How components such use Zuul+Feign+Eureka+Oauth2?

[spencergibb]

You need to provide more information. Are you having a problem? If so describe it.

[Dreampie]

I want use feign for eureka client,but i don't know how can i use zuul +oauth2 for feign.RestTemplate need more and more coding.feign easier than RestTemplate

[dsyer]

N.B. we have a feign interceptor for oauth2 now (https://github.com/spring-cloud/spring-cloud-security/issues/56), but it isn't autoconfigured so you need to add a bean in a custom @FeignClient configuration.

[Dreampie]

Thank you！

[miguelfgar]

Hi, I'm also trying to set FeignClient with OAuth2 to implement "Relay Token". I just want FeignClient to relay / propagate the OAuth2 Token that comes from ZuulProxy (SSO Enabled). I use Spring 1.3.1-RELEASE and Spring Cloud Brixton.M4.

According to @dsyer previous comment and posts by @joaoevangelista in other posts, I have added an interceptor in a custom @FeignClient configuration:

import org.springframework.beans.factory.annotation.Value; import org.springframework.cloud.security.oauth2.client.feign.OAuth2FeignRequestInterceptor; import org.springframework.context.annotation.Bean; import org.springframework.context.annotation.Configuration; import org.springframework.security.oauth2.client.OAuth2ClientContext; import org.springframework.security.oauth2.client.resource.OAuth2ProtectedResourceDetails; import org.springframework.security.oauth2.client.token.grant.code.AuthorizationCodeResourceDetails;

import feign.RequestInterceptor;

@Configuration public class FeignClientConfiguration {

@Value("${security.oauth2.client.userAuthorizationUri}")
private String authorizeUrl;

@Value("${security.oauth2.client.accessTokenUri}")
private String tokenUrl;

@Value("${security.oauth2.client.client-id}")
private String clientId;

// See https://github.com/spring-cloud/spring-cloud-netflix/issues/675
@Bean
public RequestInterceptor oauth2FeignRequestInterceptor(OAuth2ClientContext oauth2ClientContext){
    return new OAuth2FeignRequestInterceptor(oauth2ClientContext, resource());
}

@Bean
protected OAuth2ProtectedResourceDetails resource() {
    AuthorizationCodeResourceDetails resource = new AuthorizationCodeResourceDetails();
    resource.setAccessTokenUri(tokenUrl);
    resource.setUserAuthorizationUri(authorizeUrl);
    resource.setClientId(clientId);
    // TODO: Remove this harcode 
    resource.setClientSecret("secret");
    return resource;
}   

}

And I add the configuration to my @FeignClient like that:

@FeignClient(name = "car-service", configuration = FeignClientConfiguration.class)
interface CarClient {               
    @RequestMapping(value = "car-service/api/car", method = GET)
    List<CarVO> getAllCars();
}   

The application starts but when I use the Feign Client from my service I get:

2016-01-08 13:14:29.757 ERROR 3308 --- [nio-9081-exec-1] o.a.c.c.C.[.[.[.[dispatcherServlet] : Servlet.service() for servlet [dispatcherServlet] in context with path [/user-service] threw exception [Request processing failed; nested exception is com.netflix.hystrix.exception.HystrixRuntimeException: getAllCars failed and no fallback available.] with root cause

java.lang.IllegalStateException: No thread-bound request found: Are you referring to request attributes outside of an actual web request, or processing a request outside of the originally receiving thread?
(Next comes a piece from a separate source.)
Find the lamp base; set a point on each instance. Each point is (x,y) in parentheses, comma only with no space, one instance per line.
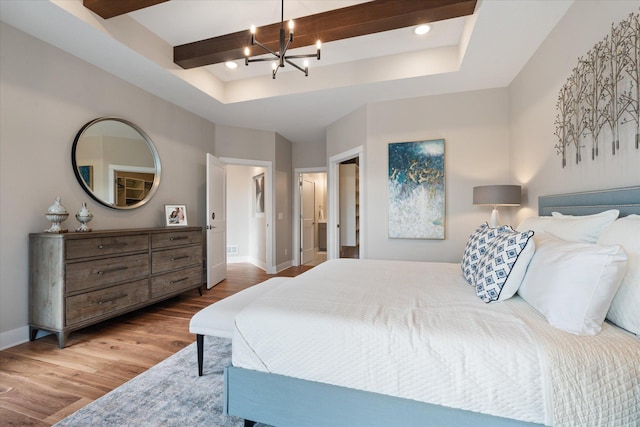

If you are actually operating within a web request and still receive this message, your code is probably running outside of DispatcherServlet/DispatcherPortlet: In this case, use RequestContextListener or RequestContextFilter to expose the current request. at org.springframework.web.context.request.RequestContextHolder.currentRequestAttributes(RequestContextHolder.java:131) ~[spring-web-4.2.4.RELEASE.jar:4.2.4.RELEASE] at org.springframework.web.context.request.AbstractRequestAttributesScope.get(AbstractRequestAttributesScope.java:41) ~[spring-web-4.2.4.RELEASE.jar:4.2.4.RELEASE] at org.springframework.beans.factory.support.AbstractBeanFactory.doGetBean(AbstractBeanFactory.java:340) ~[spring-beans-4.2.4.RELEASE.jar:4.2.4.RELEASE] ......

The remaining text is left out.